2) WHPA would protect against attacks like Mississippi’s 15-week abortion ban that will soon be ruled on by the US Supreme Court.
- Last December, the US Supreme Court heard oral arguments in Dobbs v. Jackson Women’s Health Organization. Attorneys for Mississippi asked the Court to outright overturn Roe v. Wade. A decision in this case is expected by early summer 2022.
- The Supreme Court has a 6-3 anti-abortion majority. Many legal observers, and even the dissenting justices, were taken aback when the Supreme Court, on a 5-4 vote, allowed the Texas six-week abortion ban to go into effect on a procedural pretext.
3) WHPA explicitly protects against many of the most common and burdensome restrictions favored by anti-abortion lawmakers and would protect the right to abortion nationwide.
- WHPA would help protect pregnant people’s access to abortion—whether someone lives in California, Texas, Indiana or Maine—by establishing federal statutory rights for providers to provide and patients to receive abortion care free from medically unnecessary restrictions and bans.
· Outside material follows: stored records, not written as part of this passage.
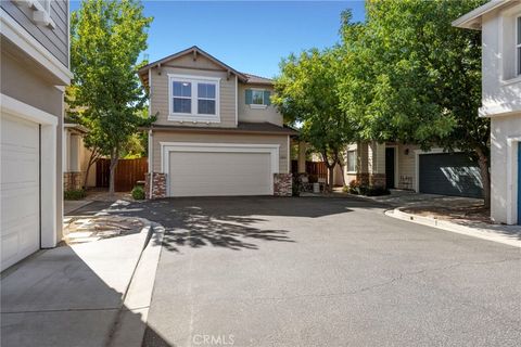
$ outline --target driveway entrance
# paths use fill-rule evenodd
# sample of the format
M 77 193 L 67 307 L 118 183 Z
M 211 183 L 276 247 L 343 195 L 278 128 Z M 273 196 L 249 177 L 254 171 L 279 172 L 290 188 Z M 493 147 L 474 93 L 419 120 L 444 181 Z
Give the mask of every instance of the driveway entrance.
M 167 230 L 144 346 L 521 340 L 518 248 L 392 219 L 351 197 L 128 209 Z

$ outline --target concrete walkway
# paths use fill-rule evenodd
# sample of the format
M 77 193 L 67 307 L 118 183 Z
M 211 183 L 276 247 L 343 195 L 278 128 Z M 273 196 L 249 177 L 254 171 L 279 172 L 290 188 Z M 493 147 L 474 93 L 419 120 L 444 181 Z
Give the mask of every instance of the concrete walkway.
M 161 252 L 150 228 L 41 250 L 4 271 L 1 345 L 132 346 L 122 337 L 132 336 L 140 346 Z

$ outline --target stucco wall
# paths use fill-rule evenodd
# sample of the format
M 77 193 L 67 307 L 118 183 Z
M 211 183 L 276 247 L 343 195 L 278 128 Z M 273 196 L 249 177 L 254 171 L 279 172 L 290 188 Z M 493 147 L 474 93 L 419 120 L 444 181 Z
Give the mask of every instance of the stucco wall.
M 521 3 L 482 18 L 483 115 L 521 111 L 521 75 L 516 75 L 514 27 Z
M 238 105 L 239 105 L 239 121 L 251 123 L 272 123 L 278 126 L 282 126 L 282 115 L 277 112 L 274 105 L 269 105 L 266 108 L 252 108 L 246 105 L 246 89 L 263 89 L 274 92 L 274 88 L 265 85 L 244 85 L 239 83 Z
M 153 169 L 161 172 L 161 144 L 160 142 L 203 142 L 203 143 L 252 143 L 252 144 L 279 144 L 279 172 L 288 174 L 288 136 L 270 134 L 233 134 L 233 133 L 206 133 L 206 132 L 174 132 L 154 131 L 153 133 Z
M 517 201 L 507 205 L 508 190 L 517 190 L 517 165 L 516 157 L 517 142 L 508 143 L 508 138 L 521 138 L 521 113 L 506 116 L 493 117 L 491 119 L 491 216 L 494 221 L 507 222 L 507 209 L 516 209 Z M 511 146 L 512 157 L 508 163 L 508 149 Z M 511 170 L 512 185 L 508 187 L 507 174 Z M 513 194 L 514 195 L 514 194 Z M 512 196 L 513 196 L 512 195 Z M 513 222 L 516 222 L 513 220 Z

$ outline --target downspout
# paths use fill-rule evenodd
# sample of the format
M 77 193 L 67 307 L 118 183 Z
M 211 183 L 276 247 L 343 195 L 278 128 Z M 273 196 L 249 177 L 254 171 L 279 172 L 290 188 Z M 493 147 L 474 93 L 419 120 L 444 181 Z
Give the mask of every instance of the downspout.
M 152 116 L 152 68 L 149 68 L 149 118 Z M 153 189 L 152 185 L 154 183 L 154 138 L 152 133 L 152 127 L 149 130 L 149 198 L 152 200 Z

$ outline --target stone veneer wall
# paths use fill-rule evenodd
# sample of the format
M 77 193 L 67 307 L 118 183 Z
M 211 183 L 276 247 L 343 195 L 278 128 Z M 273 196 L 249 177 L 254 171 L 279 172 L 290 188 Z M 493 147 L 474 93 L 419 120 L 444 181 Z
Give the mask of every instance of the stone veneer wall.
M 144 179 L 145 198 L 151 198 L 150 181 L 151 181 L 151 175 L 147 174 Z M 166 197 L 166 174 L 153 172 L 152 174 L 152 198 L 162 198 L 162 197 Z
M 274 195 L 293 195 L 293 176 L 291 174 L 274 174 Z
M 72 191 L 81 189 L 81 172 L 63 172 L 63 190 Z

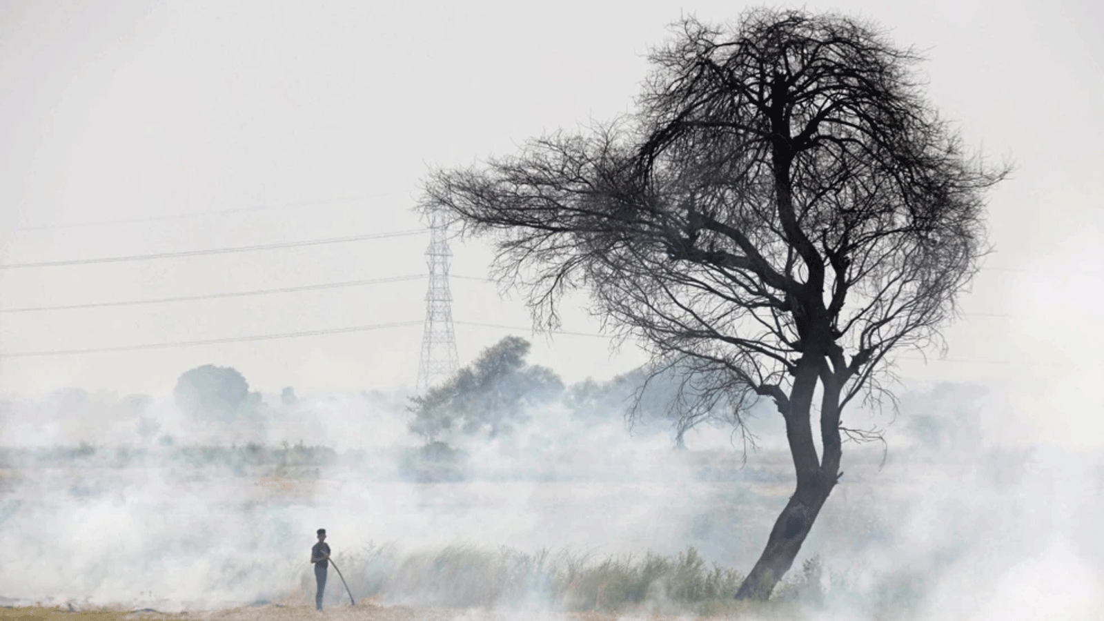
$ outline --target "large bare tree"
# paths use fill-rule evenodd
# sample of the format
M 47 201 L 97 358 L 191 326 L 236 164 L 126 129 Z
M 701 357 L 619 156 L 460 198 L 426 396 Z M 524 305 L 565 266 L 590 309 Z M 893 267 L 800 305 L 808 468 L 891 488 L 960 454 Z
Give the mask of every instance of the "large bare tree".
M 774 401 L 796 487 L 736 593 L 765 599 L 842 474 L 845 407 L 954 317 L 1007 169 L 964 151 L 913 52 L 848 17 L 684 19 L 650 60 L 631 116 L 436 170 L 422 207 L 489 234 L 535 320 L 584 288 L 700 400 Z

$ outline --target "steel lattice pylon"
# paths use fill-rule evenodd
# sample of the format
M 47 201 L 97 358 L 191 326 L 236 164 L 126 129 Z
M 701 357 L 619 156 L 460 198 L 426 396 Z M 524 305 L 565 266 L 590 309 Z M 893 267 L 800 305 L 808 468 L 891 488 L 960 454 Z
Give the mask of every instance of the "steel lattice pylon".
M 456 333 L 453 330 L 453 294 L 448 291 L 448 250 L 446 222 L 439 210 L 429 214 L 429 248 L 425 251 L 429 267 L 429 288 L 425 293 L 425 328 L 422 333 L 422 359 L 416 390 L 424 394 L 456 372 Z

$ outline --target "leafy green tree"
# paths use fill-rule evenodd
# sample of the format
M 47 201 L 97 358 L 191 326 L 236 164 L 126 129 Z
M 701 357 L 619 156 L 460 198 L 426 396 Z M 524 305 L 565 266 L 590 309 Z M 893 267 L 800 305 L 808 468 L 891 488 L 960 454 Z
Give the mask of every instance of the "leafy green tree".
M 445 383 L 413 398 L 410 430 L 426 442 L 510 433 L 528 419 L 527 406 L 563 391 L 563 381 L 551 369 L 526 364 L 529 348 L 528 340 L 508 336 Z
M 183 411 L 197 420 L 229 422 L 255 406 L 245 376 L 232 367 L 204 365 L 184 371 L 177 380 L 172 397 Z

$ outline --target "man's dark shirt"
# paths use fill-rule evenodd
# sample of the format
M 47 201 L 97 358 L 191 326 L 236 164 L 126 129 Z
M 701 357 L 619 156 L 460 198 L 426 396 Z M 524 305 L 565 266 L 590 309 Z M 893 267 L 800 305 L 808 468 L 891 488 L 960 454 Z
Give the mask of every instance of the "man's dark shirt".
M 327 545 L 326 541 L 318 541 L 317 544 L 315 544 L 315 547 L 310 548 L 311 560 L 322 558 L 328 554 L 330 554 L 330 546 Z M 330 566 L 329 560 L 319 560 L 318 562 L 315 564 L 315 567 L 321 567 L 322 569 L 326 569 L 329 566 Z

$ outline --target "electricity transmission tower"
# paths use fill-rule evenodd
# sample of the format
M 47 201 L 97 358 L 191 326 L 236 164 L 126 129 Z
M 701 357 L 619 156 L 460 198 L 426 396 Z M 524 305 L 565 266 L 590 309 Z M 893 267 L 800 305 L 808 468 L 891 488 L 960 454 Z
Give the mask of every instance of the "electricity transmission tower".
M 459 368 L 456 333 L 453 331 L 453 294 L 448 291 L 448 264 L 453 253 L 445 235 L 445 217 L 439 210 L 429 214 L 429 288 L 425 293 L 425 327 L 422 331 L 422 360 L 418 362 L 420 394 L 448 379 Z

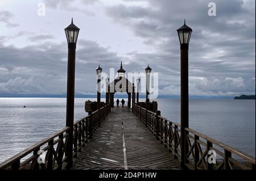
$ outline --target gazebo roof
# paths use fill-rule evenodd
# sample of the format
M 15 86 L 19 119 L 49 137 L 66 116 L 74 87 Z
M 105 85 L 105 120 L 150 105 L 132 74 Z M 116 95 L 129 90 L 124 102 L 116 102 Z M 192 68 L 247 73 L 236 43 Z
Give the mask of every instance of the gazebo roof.
M 125 70 L 123 69 L 123 65 L 122 64 L 122 61 L 121 61 L 121 65 L 120 66 L 120 69 L 117 70 L 117 72 L 118 73 L 125 73 Z
M 125 73 L 125 70 L 123 69 L 122 62 L 120 69 L 119 69 L 117 72 L 123 73 Z M 114 90 L 114 92 L 131 92 L 133 91 L 133 86 L 134 84 L 130 82 L 125 77 L 118 76 L 115 78 L 113 81 L 109 83 L 109 89 L 110 89 L 110 90 Z M 117 87 L 118 87 L 119 90 L 117 90 Z M 119 91 L 120 90 L 121 91 Z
- Importantly, if Roe v. Wade were to be overturned or weakened by the Supreme Court, the protections of WHPA—once passed into federal law—would stand and abortion access across the country would continue to be protected.
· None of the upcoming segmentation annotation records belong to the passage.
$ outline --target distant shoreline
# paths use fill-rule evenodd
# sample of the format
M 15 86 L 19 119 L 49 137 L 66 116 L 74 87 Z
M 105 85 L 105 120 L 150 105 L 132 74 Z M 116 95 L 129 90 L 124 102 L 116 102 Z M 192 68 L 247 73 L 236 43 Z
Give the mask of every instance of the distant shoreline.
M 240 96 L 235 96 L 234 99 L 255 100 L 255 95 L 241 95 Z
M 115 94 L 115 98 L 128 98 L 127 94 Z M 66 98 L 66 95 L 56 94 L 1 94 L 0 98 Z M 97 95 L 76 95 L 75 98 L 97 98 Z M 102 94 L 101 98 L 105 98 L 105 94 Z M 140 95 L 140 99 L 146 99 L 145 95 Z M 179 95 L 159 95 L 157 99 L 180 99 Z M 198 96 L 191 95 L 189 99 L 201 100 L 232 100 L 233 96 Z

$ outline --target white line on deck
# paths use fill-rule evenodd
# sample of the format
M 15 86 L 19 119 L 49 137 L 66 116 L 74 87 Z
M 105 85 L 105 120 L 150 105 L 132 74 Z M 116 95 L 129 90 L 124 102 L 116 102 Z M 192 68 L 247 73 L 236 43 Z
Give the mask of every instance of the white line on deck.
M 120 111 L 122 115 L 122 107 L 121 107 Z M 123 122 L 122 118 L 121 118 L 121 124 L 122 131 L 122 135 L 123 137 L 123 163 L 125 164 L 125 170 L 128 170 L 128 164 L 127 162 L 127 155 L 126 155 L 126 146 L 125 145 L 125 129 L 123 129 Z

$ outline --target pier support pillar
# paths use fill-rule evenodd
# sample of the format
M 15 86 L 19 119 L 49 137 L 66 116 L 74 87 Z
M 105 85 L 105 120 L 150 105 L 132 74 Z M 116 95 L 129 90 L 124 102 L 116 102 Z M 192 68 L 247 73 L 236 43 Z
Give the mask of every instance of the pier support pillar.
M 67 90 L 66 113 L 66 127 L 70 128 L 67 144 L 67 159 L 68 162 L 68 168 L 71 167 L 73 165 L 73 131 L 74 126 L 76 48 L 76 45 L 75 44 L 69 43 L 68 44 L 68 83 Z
- The bill explicitly protects against some of the most common and burdensome restrictions favored by anti-abortion lawmakers, including:
- Previability bans: It is unconstitutional for states to ban abortion prior to viability, but that has not stopped state lawmakers from trying. In addition to bans based on gestational age, lawmakers have imposed bans on a specific method of abortion and bans based on someone’s reason for seeking abortion care.
- Mandatory medical procedures: Forcing patients to undergo medical tests or procedures, such as an ultrasound, when they are not medically required is demeaning and unethical and can increase the cost of abortion care.
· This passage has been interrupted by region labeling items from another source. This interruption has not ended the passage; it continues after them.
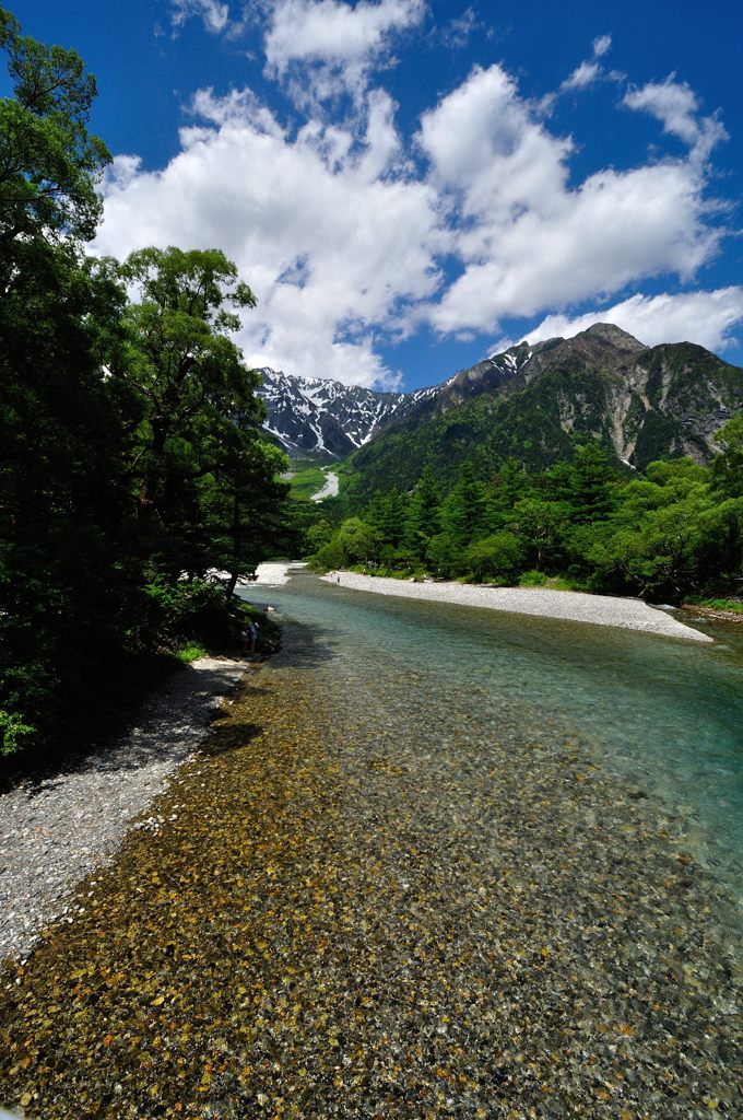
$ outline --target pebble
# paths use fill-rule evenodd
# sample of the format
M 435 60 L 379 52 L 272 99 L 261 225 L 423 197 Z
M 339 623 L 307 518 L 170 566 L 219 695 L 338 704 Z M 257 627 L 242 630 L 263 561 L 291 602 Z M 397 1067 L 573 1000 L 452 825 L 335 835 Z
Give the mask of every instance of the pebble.
M 0 795 L 0 961 L 28 955 L 75 884 L 114 857 L 131 827 L 160 829 L 160 819 L 134 818 L 194 755 L 245 668 L 226 657 L 194 662 L 107 748 Z

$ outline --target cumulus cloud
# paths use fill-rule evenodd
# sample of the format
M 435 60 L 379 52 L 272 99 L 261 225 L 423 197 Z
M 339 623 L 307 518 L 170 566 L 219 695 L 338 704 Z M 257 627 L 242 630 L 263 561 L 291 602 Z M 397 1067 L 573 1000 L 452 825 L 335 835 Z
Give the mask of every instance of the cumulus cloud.
M 665 82 L 648 82 L 639 88 L 628 90 L 623 103 L 628 109 L 650 113 L 660 121 L 665 132 L 678 137 L 702 159 L 727 137 L 716 116 L 699 115 L 699 101 L 694 90 L 686 82 L 677 82 L 674 74 Z
M 572 74 L 561 82 L 558 93 L 570 93 L 575 90 L 586 90 L 590 85 L 593 85 L 601 75 L 603 74 L 603 66 L 599 58 L 602 58 L 608 50 L 611 49 L 611 35 L 600 35 L 593 40 L 592 45 L 592 57 L 590 59 L 584 59 Z M 547 94 L 543 99 L 543 109 L 549 109 L 549 106 L 555 101 L 557 94 Z
M 401 302 L 432 297 L 444 235 L 429 185 L 383 177 L 398 146 L 391 100 L 372 99 L 361 143 L 317 123 L 292 136 L 248 91 L 201 91 L 195 109 L 164 170 L 114 162 L 97 251 L 222 246 L 258 298 L 238 337 L 251 365 L 396 383 L 378 334 Z
M 603 58 L 611 50 L 611 35 L 599 35 L 593 40 L 593 57 Z
M 467 220 L 465 267 L 430 312 L 442 333 L 612 293 L 714 254 L 704 175 L 692 160 L 604 170 L 568 186 L 570 140 L 553 136 L 501 67 L 476 69 L 423 119 L 434 180 Z
M 369 76 L 423 11 L 422 0 L 279 0 L 266 65 L 282 82 L 295 67 L 325 75 L 305 112 L 288 124 L 248 88 L 199 91 L 167 167 L 114 161 L 97 251 L 224 249 L 258 298 L 238 337 L 246 361 L 349 384 L 395 384 L 380 348 L 422 324 L 493 337 L 505 320 L 547 316 L 544 329 L 564 334 L 558 321 L 615 312 L 643 340 L 686 324 L 686 337 L 722 345 L 739 288 L 620 301 L 648 278 L 690 281 L 724 234 L 708 194 L 709 141 L 722 125 L 700 115 L 693 91 L 669 78 L 626 100 L 688 152 L 576 181 L 573 139 L 502 66 L 476 67 L 405 137 Z M 594 40 L 594 59 L 609 45 Z M 354 96 L 342 120 L 318 108 L 326 80 Z M 608 310 L 571 318 L 612 298 Z
M 461 16 L 451 19 L 442 29 L 441 38 L 452 50 L 465 47 L 470 36 L 481 27 L 474 8 L 465 8 Z
M 592 85 L 601 73 L 601 66 L 595 62 L 582 62 L 561 85 L 561 90 L 584 90 Z
M 288 81 L 300 104 L 358 96 L 370 69 L 389 62 L 395 34 L 424 15 L 423 0 L 278 0 L 264 39 L 266 73 Z
M 528 332 L 529 342 L 572 338 L 594 323 L 613 323 L 647 346 L 695 342 L 711 351 L 724 349 L 736 340 L 733 332 L 743 324 L 743 287 L 680 295 L 636 295 L 613 307 L 596 308 L 574 317 L 548 315 Z M 491 352 L 502 352 L 512 344 L 501 339 Z
M 204 21 L 207 31 L 218 35 L 229 22 L 229 7 L 218 0 L 170 0 L 170 22 L 175 29 L 196 16 Z

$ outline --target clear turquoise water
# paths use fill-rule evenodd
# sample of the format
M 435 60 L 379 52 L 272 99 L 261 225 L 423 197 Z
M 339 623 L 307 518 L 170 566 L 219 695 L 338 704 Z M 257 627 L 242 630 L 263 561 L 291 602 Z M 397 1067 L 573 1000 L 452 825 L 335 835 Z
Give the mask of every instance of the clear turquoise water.
M 471 749 L 496 734 L 573 744 L 648 797 L 743 898 L 743 627 L 715 626 L 715 645 L 699 645 L 349 591 L 303 572 L 245 597 L 275 607 L 292 655 L 331 674 L 385 738 L 445 734 L 452 752 L 458 737 Z

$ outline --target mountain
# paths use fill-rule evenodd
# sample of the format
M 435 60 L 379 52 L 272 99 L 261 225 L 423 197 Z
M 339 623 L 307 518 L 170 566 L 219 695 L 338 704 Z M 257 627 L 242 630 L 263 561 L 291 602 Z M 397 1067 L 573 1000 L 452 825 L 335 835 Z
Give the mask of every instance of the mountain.
M 598 439 L 642 468 L 662 456 L 707 461 L 714 432 L 743 409 L 743 370 L 692 343 L 645 346 L 611 324 L 573 338 L 521 343 L 414 402 L 347 466 L 359 497 L 410 488 L 429 463 L 454 477 L 463 459 L 487 475 L 507 458 L 542 469 Z
M 376 393 L 319 377 L 262 370 L 265 428 L 292 458 L 345 458 L 436 390 Z
M 507 458 L 542 469 L 598 439 L 643 468 L 662 456 L 707 461 L 715 431 L 743 409 L 743 370 L 693 343 L 645 346 L 596 323 L 573 338 L 520 343 L 414 393 L 263 370 L 266 429 L 292 457 L 346 458 L 360 496 L 410 488 L 430 463 L 453 478 Z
- Medically inaccurate counseling: State requirements that abortion providers give patients inaccurate or false information about abortion intrude on the provider-patient relationship and infringe patients’ rights to receive relevant, accurate and unbiased information prior to obtaining medical care.
- Telemedicine abortion restrictions: Medication abortion can be safely and effectively administered via telehealth, which can help extend care to underserved communities and increase patient privacy and comfort. That is precisely why opponents of abortion have sought to ban the use of telemedicine for abortion.
- Targeted Regulation of Abortion Providers (TRAP): Admitting privileges requirements for abortion providers, like the Louisiana law struck down in June Medical Services v. Russo, are just one example of the many ways states have singled out abortion providers with requirements that are burdensome, costly, difficult to comply with and unnecessary for patient safety or health.
- Forcing extra trips: Requirements that force patients to make medically unnecessary in-person visits to a clinic or health care facility prior to receiving abortion care create additional burdens and barriers, including increased travel time, transportation costs, time off from work and child care.
- In addition, recognizing that anti-abortion activists and lawmakers will continue to seek out new ways to restrict abortion care, WHPA would guard against policies that are the same or similar to those explicitly barred by the bill, or that operate similarly by singling out abortion care with restrictions that impede access.
- To help courts assess these types of policies, the bill lays out a number of factors to consider, including whether the restriction is reasonably likely to cause delays in accessing care or result in a decrease in availability of abortion services in the state or region. It would also require courts to take into account the cumulative impact of applicable abortion restrictions.
- WHPA complements other important steps needed to protect and expand abortion access in the United States, including the EACH Act that would repeal the harmful Hyde Amendment and allow abortion coverage under Medicaid.